Loosely attributed, Einstein is reported to have said, “The world will not evolve past its current state of crisis by using the same thinking that created the situation.” With Big Action contributing to increasing climate meltdown in what’s been termed “the sixth extinction” his words are more true today than ever. As designers, whether we face it or not–and most of us don’t–we play a significant role in that devastation. If designers are to remain consequential place-makers, we need to ask deeper ontological questions about our role in society, those that offer new meaning for how we might help make a better world. We need a different vision, a fresh outlook on how to design more fulfilling communities that bring us more in touch with our world.

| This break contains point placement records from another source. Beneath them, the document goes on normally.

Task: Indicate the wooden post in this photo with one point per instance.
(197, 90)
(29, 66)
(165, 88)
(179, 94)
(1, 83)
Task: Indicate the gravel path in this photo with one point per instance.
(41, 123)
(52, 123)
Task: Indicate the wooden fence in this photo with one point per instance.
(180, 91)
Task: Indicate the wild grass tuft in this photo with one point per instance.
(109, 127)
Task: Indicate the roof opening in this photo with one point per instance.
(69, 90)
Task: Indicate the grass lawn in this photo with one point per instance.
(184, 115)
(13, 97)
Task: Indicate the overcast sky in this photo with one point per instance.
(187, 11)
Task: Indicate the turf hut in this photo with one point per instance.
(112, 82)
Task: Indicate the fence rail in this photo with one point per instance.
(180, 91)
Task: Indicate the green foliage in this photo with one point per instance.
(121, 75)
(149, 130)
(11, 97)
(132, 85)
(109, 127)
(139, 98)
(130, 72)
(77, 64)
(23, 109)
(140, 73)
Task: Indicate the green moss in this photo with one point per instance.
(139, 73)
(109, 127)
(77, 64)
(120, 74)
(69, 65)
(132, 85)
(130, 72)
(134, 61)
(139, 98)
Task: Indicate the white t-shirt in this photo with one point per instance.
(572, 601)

It is about slowing down, looking deeper, focusing on the long-term, embracing the fact that all things work in unison. It’s acknowledging the issues we face when we ask “what is our vision” instead of “what it ought to be holistically,” taking into account the rhythms of life, instead of working against them. We need to encourage our students to look more deeply at when and where to build and when and where not to build; to begin to imagine how to design in ways that actually work with ecological systems and natural cycles that support richer habitats instead of armoring against them.

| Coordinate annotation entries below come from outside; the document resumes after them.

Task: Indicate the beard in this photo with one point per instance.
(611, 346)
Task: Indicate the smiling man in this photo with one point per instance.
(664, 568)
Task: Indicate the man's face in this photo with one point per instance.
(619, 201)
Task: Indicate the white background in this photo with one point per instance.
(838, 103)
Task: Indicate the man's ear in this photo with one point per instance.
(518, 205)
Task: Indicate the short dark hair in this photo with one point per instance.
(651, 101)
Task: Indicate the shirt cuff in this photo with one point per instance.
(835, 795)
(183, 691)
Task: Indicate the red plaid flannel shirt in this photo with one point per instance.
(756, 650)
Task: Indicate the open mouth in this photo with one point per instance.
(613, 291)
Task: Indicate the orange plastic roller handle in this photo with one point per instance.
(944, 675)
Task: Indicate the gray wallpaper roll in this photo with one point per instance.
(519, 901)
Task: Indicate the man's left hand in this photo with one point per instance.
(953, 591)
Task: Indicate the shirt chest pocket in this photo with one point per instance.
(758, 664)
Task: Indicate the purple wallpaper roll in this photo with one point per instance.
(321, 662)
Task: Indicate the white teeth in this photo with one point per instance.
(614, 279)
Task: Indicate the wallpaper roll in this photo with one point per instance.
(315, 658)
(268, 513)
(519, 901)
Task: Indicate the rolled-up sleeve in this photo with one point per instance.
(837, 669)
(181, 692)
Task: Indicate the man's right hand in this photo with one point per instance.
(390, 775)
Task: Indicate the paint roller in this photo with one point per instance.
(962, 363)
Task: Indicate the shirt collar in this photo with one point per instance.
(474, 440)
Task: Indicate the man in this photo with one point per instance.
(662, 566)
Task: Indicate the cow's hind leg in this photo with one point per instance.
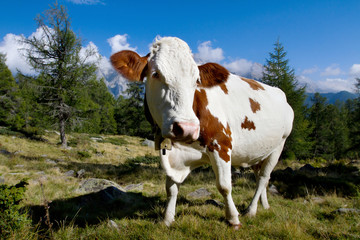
(172, 190)
(263, 196)
(262, 180)
(222, 171)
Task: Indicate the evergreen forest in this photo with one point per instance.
(67, 96)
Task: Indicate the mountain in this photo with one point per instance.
(331, 97)
(114, 81)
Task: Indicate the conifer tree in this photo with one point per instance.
(8, 95)
(129, 113)
(279, 74)
(62, 69)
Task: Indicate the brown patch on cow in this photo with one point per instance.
(255, 106)
(130, 64)
(213, 134)
(213, 74)
(247, 124)
(253, 84)
(224, 88)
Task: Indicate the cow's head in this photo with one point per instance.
(172, 77)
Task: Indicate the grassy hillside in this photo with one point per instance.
(306, 207)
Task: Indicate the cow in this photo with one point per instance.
(205, 114)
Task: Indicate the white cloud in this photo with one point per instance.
(310, 70)
(332, 70)
(119, 43)
(86, 2)
(13, 47)
(208, 54)
(327, 85)
(355, 70)
(245, 67)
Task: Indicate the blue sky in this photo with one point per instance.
(322, 38)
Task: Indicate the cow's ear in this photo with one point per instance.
(212, 74)
(130, 64)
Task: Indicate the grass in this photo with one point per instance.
(293, 215)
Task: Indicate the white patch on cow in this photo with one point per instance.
(170, 96)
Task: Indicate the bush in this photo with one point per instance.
(84, 154)
(12, 218)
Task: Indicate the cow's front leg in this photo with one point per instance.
(222, 171)
(172, 190)
(262, 180)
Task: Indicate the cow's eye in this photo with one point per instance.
(155, 75)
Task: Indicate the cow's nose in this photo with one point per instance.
(186, 130)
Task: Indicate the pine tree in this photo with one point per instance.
(8, 96)
(62, 70)
(129, 112)
(279, 74)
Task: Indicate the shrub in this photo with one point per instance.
(84, 154)
(12, 218)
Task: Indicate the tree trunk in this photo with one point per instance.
(62, 132)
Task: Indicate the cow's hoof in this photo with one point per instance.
(168, 222)
(236, 226)
(249, 213)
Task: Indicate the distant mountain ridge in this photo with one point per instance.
(117, 85)
(342, 96)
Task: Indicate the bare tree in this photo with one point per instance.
(63, 67)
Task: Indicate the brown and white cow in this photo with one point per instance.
(210, 116)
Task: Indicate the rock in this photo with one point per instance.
(113, 224)
(347, 210)
(148, 143)
(136, 187)
(70, 173)
(214, 202)
(317, 200)
(80, 173)
(101, 191)
(308, 168)
(94, 185)
(51, 161)
(273, 190)
(200, 193)
(96, 139)
(5, 152)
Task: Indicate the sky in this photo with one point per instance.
(321, 38)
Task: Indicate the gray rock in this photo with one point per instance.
(214, 202)
(51, 161)
(273, 190)
(102, 191)
(347, 210)
(148, 143)
(94, 185)
(5, 152)
(95, 139)
(80, 173)
(317, 200)
(113, 224)
(70, 173)
(200, 193)
(136, 187)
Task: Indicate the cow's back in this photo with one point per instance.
(258, 116)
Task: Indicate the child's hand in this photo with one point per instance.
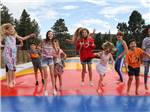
(33, 35)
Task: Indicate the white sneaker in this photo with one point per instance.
(45, 93)
(54, 92)
(82, 83)
(91, 83)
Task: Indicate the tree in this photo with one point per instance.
(123, 27)
(59, 26)
(136, 23)
(6, 17)
(60, 31)
(25, 26)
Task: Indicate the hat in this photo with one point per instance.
(120, 33)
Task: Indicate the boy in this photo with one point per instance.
(133, 61)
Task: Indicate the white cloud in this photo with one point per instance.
(23, 1)
(70, 7)
(146, 16)
(99, 25)
(145, 3)
(16, 6)
(97, 2)
(110, 12)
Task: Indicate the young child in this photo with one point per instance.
(121, 52)
(146, 48)
(105, 56)
(35, 55)
(76, 36)
(85, 45)
(132, 62)
(58, 62)
(48, 53)
(10, 50)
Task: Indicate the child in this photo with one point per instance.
(76, 36)
(146, 47)
(105, 56)
(48, 53)
(85, 45)
(58, 62)
(10, 50)
(35, 55)
(121, 51)
(133, 61)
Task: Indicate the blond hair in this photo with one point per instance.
(109, 45)
(5, 27)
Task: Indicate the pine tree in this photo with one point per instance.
(25, 26)
(6, 17)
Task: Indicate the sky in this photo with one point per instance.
(103, 15)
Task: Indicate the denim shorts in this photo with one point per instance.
(47, 61)
(87, 61)
(133, 71)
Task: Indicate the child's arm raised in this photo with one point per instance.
(98, 55)
(26, 37)
(125, 49)
(147, 54)
(21, 43)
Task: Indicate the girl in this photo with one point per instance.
(76, 36)
(121, 51)
(48, 54)
(9, 54)
(105, 56)
(146, 48)
(35, 55)
(133, 61)
(58, 63)
(85, 45)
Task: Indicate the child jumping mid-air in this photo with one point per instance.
(132, 62)
(10, 50)
(35, 55)
(105, 56)
(58, 63)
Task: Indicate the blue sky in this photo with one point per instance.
(103, 15)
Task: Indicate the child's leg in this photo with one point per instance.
(45, 77)
(7, 76)
(41, 71)
(90, 71)
(42, 75)
(118, 67)
(100, 81)
(129, 83)
(13, 77)
(55, 76)
(83, 71)
(136, 84)
(146, 70)
(51, 68)
(35, 72)
(60, 81)
(10, 76)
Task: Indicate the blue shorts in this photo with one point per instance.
(47, 61)
(87, 61)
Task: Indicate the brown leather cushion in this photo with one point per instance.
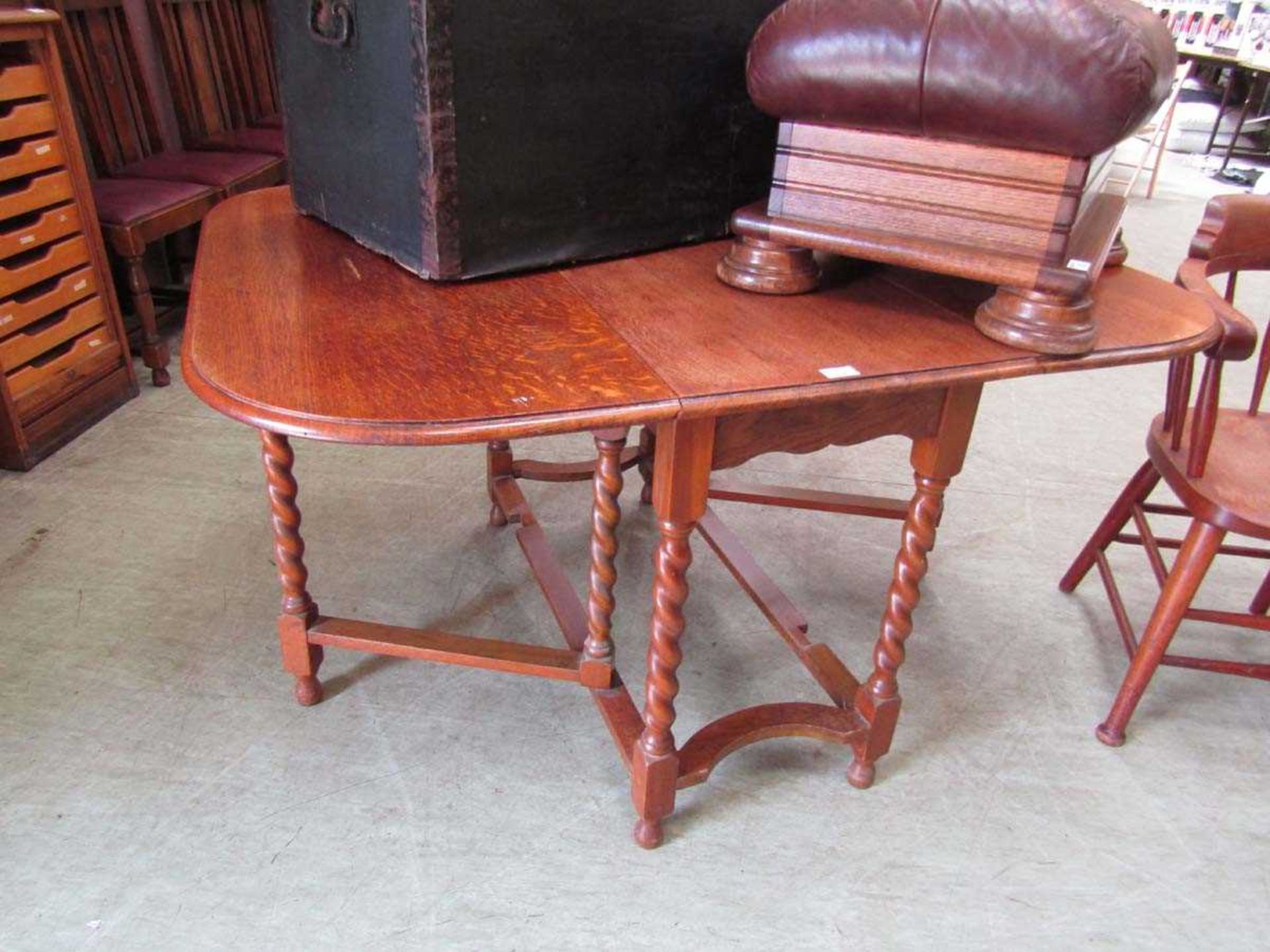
(126, 201)
(1067, 77)
(218, 169)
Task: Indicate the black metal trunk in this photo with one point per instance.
(468, 138)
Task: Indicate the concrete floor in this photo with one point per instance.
(159, 790)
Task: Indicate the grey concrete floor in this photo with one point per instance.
(160, 790)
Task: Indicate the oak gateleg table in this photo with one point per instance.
(299, 332)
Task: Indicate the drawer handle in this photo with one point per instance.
(331, 22)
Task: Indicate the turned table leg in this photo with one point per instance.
(605, 514)
(154, 348)
(299, 611)
(680, 487)
(647, 452)
(937, 460)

This is about our students learn not only to do no harm, but to reach out and help, to help improve the places in which they work. It’s about not only opening their eyes, but opening their hearts, to sense the world around them and how what they do as designers make a difference. It’s about testing their design approach by asking whether what they propose benefits all living beings, and not just the few of us who call ourselves human beings. For our students, the notion of “just because we can” should be deeply suspect. For them, it can be about developing an attitude that takes into account long-term consequences. When taken as a whole, these attitudes lead to a design approach built around: 1) moderation as a first principle; 2) embracing a “small is beautiful” approach; 3) not only being open to change but designing for it; 4) designing with the whole in mind and not just its parts; 5) humility towards others (and this includes all things).

Using these five points as a basis for design, students are encouraged to critically look at the society in which they work, to consider the needs of all and not just the 3 to 5 percent who typically work with architects. They’re asked to think about equity for all. They’re asked to find meaning in what at first might not seem so apparent, as a source for a fitting design. And through that adopt an all inclusive ethics, practice stewardship, care for their environment more deeply and become better citizens of the earth—better earth citizens. So that what they build, betters the whole community and in doing so motivates others about their own possibility to make change and make their world more fitting.

ASK BETTER QUESTIONS

This way our students reach out with care to those they’re building for. They learn to nurture an approach that wishes others well, work regarded as an act of promoting well-being, which encourages goodwill. This is had through reflection, non-prescribed reflection that questions without customary dogma. It takes insight and courage to step off the long-accustomed path and venture down new ones like these. But thinking back to Einstein, by setting aside the same thinking we’re accustomed to, we designers can learn to make places that retrace our past missteps, so that what we design and make will inspire greater respect and awe of our world, so that we want to protect and safeguard it, for everyone and everything. If our students gain anything, it is learning how to reflect on what’s right before them; asking better questions; inquiring more deeply about what they do so that they make not just better places, but places that are sacred to all.